Den besten Überblick zum weltweiten Krankheitsgeschehen von 1950 bis 2019 liefert eine 2022 erschienene Meta­studie [Anaïs Galli et al.], die auf Basis von 283 ausgewerteten Untersuchungen über Fälle in insgesamt 88 Ländern berichtet. Für den Zeitraum von 2010 bis 2019 waren es Fälle in 23 Ländern – Afghanistan, Benin, Burkina Faso, China, Kamerun, Tschad, Äthiopien, Ghana, Guinea-Bissau, Indien, Indonesien, Italien, Kamerun, Kenia, Madagaskar, Mali, Niger, Nigeria, Pakistan, Senegal, Südafrika, Südkorea, Togo und Uganda.

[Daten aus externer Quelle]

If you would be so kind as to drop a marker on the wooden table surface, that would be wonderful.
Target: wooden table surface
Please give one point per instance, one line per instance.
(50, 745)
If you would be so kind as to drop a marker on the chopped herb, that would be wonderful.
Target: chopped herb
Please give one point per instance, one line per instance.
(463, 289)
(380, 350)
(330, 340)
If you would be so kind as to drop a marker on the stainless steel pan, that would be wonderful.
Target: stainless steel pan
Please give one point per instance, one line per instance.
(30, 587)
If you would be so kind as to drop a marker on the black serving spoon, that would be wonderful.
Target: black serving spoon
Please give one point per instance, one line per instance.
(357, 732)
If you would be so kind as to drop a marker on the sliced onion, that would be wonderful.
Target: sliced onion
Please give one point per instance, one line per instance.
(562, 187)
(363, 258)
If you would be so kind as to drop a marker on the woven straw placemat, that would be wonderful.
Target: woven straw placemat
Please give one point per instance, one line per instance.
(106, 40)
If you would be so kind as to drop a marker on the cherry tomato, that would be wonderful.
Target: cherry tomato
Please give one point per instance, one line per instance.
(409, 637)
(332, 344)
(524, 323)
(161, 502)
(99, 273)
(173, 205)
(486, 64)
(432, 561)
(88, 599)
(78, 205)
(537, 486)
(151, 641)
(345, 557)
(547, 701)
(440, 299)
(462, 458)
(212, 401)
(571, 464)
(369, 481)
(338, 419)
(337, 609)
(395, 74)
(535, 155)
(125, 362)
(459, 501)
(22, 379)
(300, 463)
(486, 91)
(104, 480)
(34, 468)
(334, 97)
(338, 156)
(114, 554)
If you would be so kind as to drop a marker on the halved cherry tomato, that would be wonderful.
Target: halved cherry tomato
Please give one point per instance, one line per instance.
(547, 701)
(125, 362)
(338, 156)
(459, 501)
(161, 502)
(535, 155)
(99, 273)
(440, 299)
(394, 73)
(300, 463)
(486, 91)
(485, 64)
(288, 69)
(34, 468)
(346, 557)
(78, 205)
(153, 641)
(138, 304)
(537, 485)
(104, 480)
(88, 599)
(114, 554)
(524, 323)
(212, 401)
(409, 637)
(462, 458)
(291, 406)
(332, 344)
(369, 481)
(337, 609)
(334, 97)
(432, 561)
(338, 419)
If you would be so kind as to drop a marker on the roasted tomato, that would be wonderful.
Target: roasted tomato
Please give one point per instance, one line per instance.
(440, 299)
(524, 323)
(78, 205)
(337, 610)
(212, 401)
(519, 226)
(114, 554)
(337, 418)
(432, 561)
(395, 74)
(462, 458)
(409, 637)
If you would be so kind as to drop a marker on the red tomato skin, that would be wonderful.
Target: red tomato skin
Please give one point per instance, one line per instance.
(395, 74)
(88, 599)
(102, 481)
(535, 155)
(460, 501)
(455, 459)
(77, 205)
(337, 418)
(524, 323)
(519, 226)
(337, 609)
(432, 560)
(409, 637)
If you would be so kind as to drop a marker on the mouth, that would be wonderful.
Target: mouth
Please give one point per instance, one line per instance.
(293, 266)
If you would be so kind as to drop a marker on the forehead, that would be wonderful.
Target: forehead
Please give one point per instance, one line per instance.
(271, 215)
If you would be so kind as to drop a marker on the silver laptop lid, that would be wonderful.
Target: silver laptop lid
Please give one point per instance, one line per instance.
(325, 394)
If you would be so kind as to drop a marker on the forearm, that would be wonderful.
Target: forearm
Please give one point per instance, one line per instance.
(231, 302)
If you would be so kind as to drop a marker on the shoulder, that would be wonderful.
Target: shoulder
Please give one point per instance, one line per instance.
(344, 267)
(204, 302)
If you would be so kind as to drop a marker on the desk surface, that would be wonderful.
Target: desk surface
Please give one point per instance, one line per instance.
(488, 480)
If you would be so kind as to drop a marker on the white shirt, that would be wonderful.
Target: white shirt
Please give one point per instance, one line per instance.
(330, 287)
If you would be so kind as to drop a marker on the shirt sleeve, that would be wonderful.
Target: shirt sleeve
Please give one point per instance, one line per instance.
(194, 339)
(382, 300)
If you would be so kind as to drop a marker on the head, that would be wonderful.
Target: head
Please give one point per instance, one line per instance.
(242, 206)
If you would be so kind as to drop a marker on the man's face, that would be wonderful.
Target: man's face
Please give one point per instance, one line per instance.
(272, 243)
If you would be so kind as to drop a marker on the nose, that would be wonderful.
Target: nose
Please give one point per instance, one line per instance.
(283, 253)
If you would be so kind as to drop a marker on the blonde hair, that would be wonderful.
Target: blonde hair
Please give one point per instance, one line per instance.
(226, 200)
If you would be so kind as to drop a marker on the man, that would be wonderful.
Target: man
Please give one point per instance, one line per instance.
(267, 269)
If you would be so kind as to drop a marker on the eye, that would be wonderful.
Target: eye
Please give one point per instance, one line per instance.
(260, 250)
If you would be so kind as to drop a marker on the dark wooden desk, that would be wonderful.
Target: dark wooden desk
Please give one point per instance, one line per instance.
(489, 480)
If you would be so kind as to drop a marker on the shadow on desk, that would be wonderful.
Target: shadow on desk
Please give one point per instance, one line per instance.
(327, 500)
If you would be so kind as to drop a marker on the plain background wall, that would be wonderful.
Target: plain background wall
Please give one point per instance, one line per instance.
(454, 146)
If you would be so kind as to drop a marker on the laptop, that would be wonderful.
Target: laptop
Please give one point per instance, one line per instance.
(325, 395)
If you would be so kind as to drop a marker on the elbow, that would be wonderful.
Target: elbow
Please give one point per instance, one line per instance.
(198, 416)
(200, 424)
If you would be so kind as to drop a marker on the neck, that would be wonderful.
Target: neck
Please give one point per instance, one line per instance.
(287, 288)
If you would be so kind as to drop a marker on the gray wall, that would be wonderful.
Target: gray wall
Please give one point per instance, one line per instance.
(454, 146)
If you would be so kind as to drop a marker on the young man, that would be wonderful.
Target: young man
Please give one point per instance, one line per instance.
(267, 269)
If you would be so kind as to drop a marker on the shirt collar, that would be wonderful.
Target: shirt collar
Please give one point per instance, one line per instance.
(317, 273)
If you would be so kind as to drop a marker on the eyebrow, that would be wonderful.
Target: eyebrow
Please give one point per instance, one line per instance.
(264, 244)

*Anmerkung der Redaktion: Der Absatz zu SS-Lagerarzt Josef Mengele wurde nach diesbezüglichen Leserzuschriften zur Verdeutlichung um den Hinweis ergänzt, dass es sich bei Mengele um einen Kriegsverbrecher und bei seinen Experimenten um menschenverachtende Medizinverbrechen gehandelt hat. Das Auftreten der Erkrankung sowie die folgenden Experimente in deutschen Konzentrationslagern sollten als Teil der Geschichte von Noma in Europa jedoch nicht unerwähnt bleiben.

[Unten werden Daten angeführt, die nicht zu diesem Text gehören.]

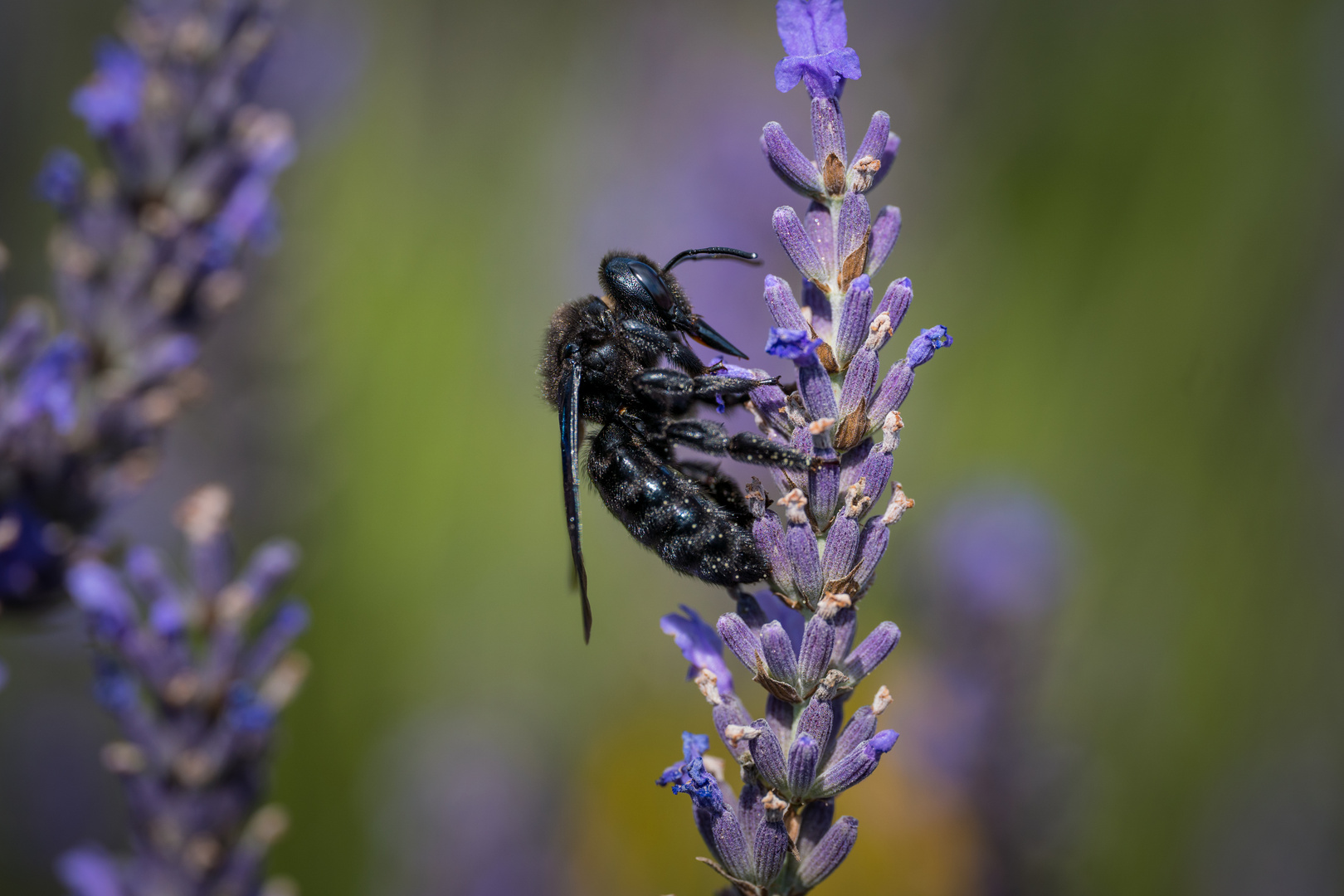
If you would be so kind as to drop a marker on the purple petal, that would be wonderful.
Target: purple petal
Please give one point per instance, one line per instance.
(828, 853)
(801, 250)
(101, 594)
(886, 229)
(791, 344)
(788, 162)
(741, 641)
(923, 348)
(699, 644)
(112, 97)
(89, 872)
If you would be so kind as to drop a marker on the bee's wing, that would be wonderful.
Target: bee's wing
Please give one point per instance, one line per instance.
(570, 470)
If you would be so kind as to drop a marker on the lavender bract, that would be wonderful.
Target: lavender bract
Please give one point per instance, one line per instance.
(195, 674)
(147, 253)
(823, 553)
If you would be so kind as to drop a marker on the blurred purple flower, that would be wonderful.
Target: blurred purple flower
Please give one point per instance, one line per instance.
(815, 35)
(699, 644)
(112, 97)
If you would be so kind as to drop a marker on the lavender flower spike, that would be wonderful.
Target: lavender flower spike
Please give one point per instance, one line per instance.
(815, 35)
(197, 696)
(821, 540)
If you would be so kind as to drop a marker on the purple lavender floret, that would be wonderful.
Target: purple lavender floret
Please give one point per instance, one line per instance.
(830, 527)
(149, 251)
(195, 674)
(815, 35)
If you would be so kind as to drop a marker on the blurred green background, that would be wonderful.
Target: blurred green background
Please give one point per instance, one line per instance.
(1129, 218)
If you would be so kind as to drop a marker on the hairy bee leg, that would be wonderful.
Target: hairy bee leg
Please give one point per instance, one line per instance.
(749, 448)
(656, 342)
(668, 386)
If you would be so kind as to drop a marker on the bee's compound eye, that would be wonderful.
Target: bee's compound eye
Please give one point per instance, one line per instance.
(652, 282)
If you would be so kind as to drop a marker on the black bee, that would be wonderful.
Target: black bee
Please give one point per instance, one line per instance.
(598, 366)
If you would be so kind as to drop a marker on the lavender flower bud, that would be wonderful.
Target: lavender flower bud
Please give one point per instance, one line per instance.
(815, 655)
(730, 711)
(894, 390)
(804, 757)
(778, 297)
(767, 757)
(852, 238)
(895, 301)
(699, 644)
(921, 351)
(816, 720)
(799, 247)
(778, 653)
(877, 468)
(828, 853)
(889, 156)
(828, 141)
(815, 387)
(869, 158)
(871, 650)
(886, 229)
(843, 538)
(852, 328)
(743, 641)
(100, 594)
(813, 825)
(778, 715)
(849, 770)
(789, 163)
(802, 548)
(771, 540)
(816, 225)
(771, 846)
(845, 622)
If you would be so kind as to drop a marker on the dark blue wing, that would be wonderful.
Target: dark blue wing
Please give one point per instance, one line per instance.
(570, 470)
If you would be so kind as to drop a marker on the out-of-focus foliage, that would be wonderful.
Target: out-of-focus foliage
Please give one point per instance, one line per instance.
(1127, 215)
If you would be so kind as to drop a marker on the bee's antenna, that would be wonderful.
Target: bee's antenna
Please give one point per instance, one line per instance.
(710, 253)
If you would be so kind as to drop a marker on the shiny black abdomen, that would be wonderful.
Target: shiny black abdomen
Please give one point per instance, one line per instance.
(671, 514)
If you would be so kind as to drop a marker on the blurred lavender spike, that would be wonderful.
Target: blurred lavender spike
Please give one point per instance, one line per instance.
(147, 253)
(197, 702)
(824, 553)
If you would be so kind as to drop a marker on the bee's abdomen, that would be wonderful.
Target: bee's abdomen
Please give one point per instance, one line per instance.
(670, 514)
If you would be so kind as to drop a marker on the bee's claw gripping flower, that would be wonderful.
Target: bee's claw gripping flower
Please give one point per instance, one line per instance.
(824, 538)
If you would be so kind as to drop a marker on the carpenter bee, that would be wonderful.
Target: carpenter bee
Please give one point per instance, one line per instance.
(598, 367)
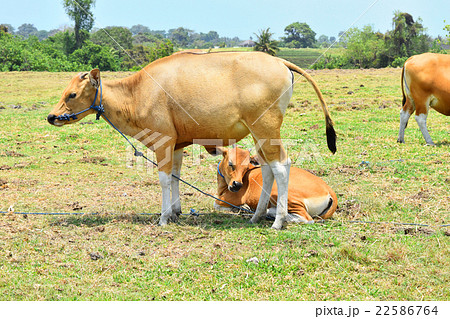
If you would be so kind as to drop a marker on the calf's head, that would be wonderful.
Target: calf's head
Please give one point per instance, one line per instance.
(235, 163)
(78, 96)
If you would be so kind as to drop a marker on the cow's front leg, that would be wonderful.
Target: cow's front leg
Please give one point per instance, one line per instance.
(404, 117)
(281, 173)
(164, 156)
(175, 184)
(264, 198)
(165, 181)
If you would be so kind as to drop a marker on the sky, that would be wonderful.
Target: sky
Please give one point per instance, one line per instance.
(230, 18)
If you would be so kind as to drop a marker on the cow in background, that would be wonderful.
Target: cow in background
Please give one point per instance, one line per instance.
(425, 85)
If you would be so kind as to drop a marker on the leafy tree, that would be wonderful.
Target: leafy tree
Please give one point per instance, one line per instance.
(180, 36)
(26, 30)
(407, 37)
(6, 28)
(63, 41)
(146, 38)
(447, 28)
(139, 28)
(364, 47)
(118, 38)
(265, 43)
(139, 56)
(96, 56)
(80, 12)
(301, 33)
(323, 39)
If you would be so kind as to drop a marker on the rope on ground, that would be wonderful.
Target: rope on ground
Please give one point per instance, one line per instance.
(197, 214)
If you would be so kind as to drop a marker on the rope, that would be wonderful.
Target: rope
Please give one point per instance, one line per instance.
(195, 213)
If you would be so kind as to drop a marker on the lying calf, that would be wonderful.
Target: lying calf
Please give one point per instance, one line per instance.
(240, 182)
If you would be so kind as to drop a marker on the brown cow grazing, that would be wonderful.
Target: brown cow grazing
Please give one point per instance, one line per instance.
(206, 99)
(239, 182)
(425, 85)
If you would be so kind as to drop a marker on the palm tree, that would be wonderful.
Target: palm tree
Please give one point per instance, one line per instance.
(265, 43)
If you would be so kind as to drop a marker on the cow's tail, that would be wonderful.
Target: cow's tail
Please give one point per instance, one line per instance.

Sobald Noma jedoch das brandige Stadium der Krankheit mit einem sichtbaren Loch im Gesicht erreicht, ist es wahrscheinlich, dass Kinder, sofern sie überleben, schwere Gesichtsentstellungen erleiden, Schwierigkeiten beim Essen und Sprechen haben, mit sozialer Stigmatisierung und Isolation konfrontiert sind und eine rekonstruktive Operation benötigen, erklärt die WHO. Ihr Programm zur Bekämpfung von Noma aus dem Jahr 1994 ist dem WHO-Programm für Mundgesundheit unterstellt, das die globalen und regionalen Bemühungen zur Kontrolle der Erkrankung koordiniert. Ziel ist, die Kapazitäten von Gesundheitspersonal, sozialen Akteuren und Gemeinschaften zur Prävention, sofortigen Erkennung und Behandlung von Noma-Fällen zu stärken.